Starting college is undeniably a major life event and can be incredibly daunting to some students, especially first generation college students and late-bloomers. The First Year Experience program is a crash course in navigating and thriving in a college environment. An umbrella title given to several interrelated programs, FYE is helping students assimilate, succeed, and become the autonomous, resilient, and confident neophytes they were born to be. Initiated in 2013 after the arrival of Cuyahoga Community College’s most recent President, Dr.Alex Johnson, the program is provided as a lifeline for students who have no idea where financial aid starts, and student services ends. The course is available across all campuses, and is administered by a team of certified professionals in the fields of both education and psychology. The required course and its activities, seminars and workshops, give a small boost of confidence and understanding. However, what many of us do not know is that the buck doesn’t stop at the class itself.
Dr. Terry Webb has spent a great deal of time and energy making sure new students have the confidence and proficiency it will take to traverse this new environment. Serving as the Assistant Dean of Counseling, Dr. Webb’s face and title is well known to the students of the Metropolitan Campus as he has personally conducted numerous workshops on campus. Furthermore, he also works hand-in-hand with students who have competing responsibilities, learning disabilities, or even those who have had what seems like a streak of bad luck. Alongside his credentials in education, Webb is licensed and enthusiastic when it comes to mental health aid and support. When I asked for him to put FYE into his own words, he compared the process of sculpting a successful college student to something else he enjoys whole-heartedly; Yard work.
“I am one of those people who enjoy getting outside and doing yard work. When you prepare your lawn in the spring, you need to fertilize the soil and introduce the nutrients to the roots.” Dr. Webb explained, giggling at his own choice of simile. “In order to fully benefit from the nutrients you are adding, you need to go through and trim the dead and dying ends. That is just like a student coming to Tri-C. We will give you the nutrients to fertilize your soils and help you to shed off the counterproductive habits and tendencies you don’t realize is draining you.”
However, one of the biggest reasons FYE is so effective is the empathy shown by the faculty. Understanding that life continues regardless of one’s collegiate responsibilities, the counselors at Tri-c will help you sort through any red or yellow tape you may come across, academically, financially, and emotionally. Be it poverty, learning disability or anxiety, FYE connects you early on with resources and options for overcoming all the hurdles and misfortunes that lay in your path. Even things like help with self-perception and validation is offered through these outlets. Dr.Webb himself stressing the importance of the course helps you identify strengths and weaknesses and can help you organize and sift through all the calluses and handicaps one may have acquired on the paths that led us to the doors of this institution. Dr. Webb referred to this as a “Biopsychosocial Approach”; Factoring in one’s biological, psychological and socio-environmental components to better assist with their development. Essentially, we need reminding that we are not incapable or too damaged to dominate in our efforts; Rather we just need a bit of trimming around the unseemly bits.
FYE provides a friendly reminder that we are human and life is confusing and uncertain, but we as Tri—Students and customers, have access to a myriad of people, programs, and promotion here at Tri-c. Empathy and motivation early on is a sure fire way to boost a student’s chances of success. Tri-c hopes this program will keep the molehills from seeming like mountains, and lets students approach this new, bewildering journey with vigor and grace.

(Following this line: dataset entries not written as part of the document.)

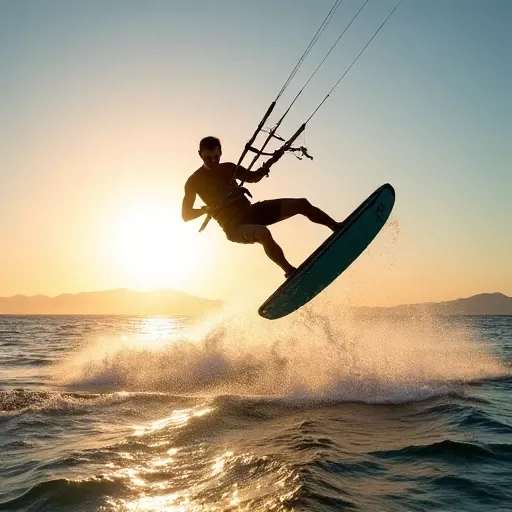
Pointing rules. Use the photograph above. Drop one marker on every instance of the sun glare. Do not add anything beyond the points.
(151, 247)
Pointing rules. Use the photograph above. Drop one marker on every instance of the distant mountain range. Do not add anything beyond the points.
(172, 302)
(110, 302)
(481, 304)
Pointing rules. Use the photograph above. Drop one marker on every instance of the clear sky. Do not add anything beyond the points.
(102, 105)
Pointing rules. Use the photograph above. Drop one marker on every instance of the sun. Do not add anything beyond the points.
(150, 246)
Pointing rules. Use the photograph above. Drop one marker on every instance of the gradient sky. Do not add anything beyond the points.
(102, 105)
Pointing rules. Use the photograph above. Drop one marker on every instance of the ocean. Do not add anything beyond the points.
(232, 412)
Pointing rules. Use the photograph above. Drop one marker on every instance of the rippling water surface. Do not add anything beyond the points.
(236, 413)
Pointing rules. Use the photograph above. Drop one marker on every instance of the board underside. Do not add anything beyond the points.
(333, 256)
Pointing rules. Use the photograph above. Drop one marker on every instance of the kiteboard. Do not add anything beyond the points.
(333, 256)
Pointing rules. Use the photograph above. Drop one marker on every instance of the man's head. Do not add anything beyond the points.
(210, 152)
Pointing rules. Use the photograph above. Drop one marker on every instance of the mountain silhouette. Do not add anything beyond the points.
(110, 302)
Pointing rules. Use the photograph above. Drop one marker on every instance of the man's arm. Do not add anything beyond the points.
(188, 212)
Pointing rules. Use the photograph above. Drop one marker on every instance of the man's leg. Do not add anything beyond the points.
(272, 249)
(291, 207)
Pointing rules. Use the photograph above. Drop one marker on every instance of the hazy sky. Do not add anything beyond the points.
(102, 105)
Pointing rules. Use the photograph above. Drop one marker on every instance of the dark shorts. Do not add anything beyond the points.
(263, 213)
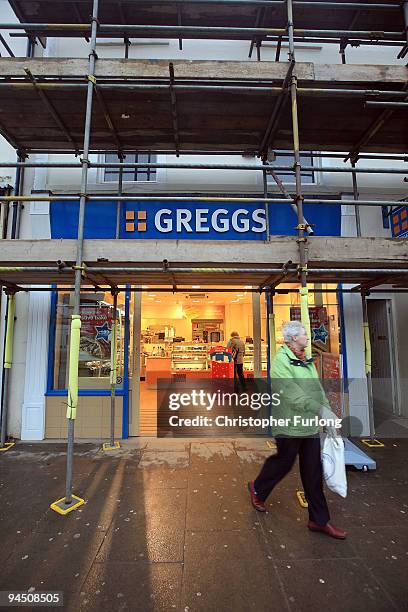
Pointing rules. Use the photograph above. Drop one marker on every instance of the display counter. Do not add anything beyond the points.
(189, 360)
(157, 367)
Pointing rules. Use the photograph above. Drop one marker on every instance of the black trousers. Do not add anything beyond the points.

According to a First-Year Survey conducted by CIRP located at University of California, Los Angeles,
For more information or assistance with any hiccup, snag, or downright barricade you may stumble upon in your academic odyssey, please contact your campuses Counseling Center to schedule an appointment. We are not alone in this. So please, remember the warm words of our old pal Mr. (Fred) Rogers: “Look for the helpers. You will always find people who are helping.”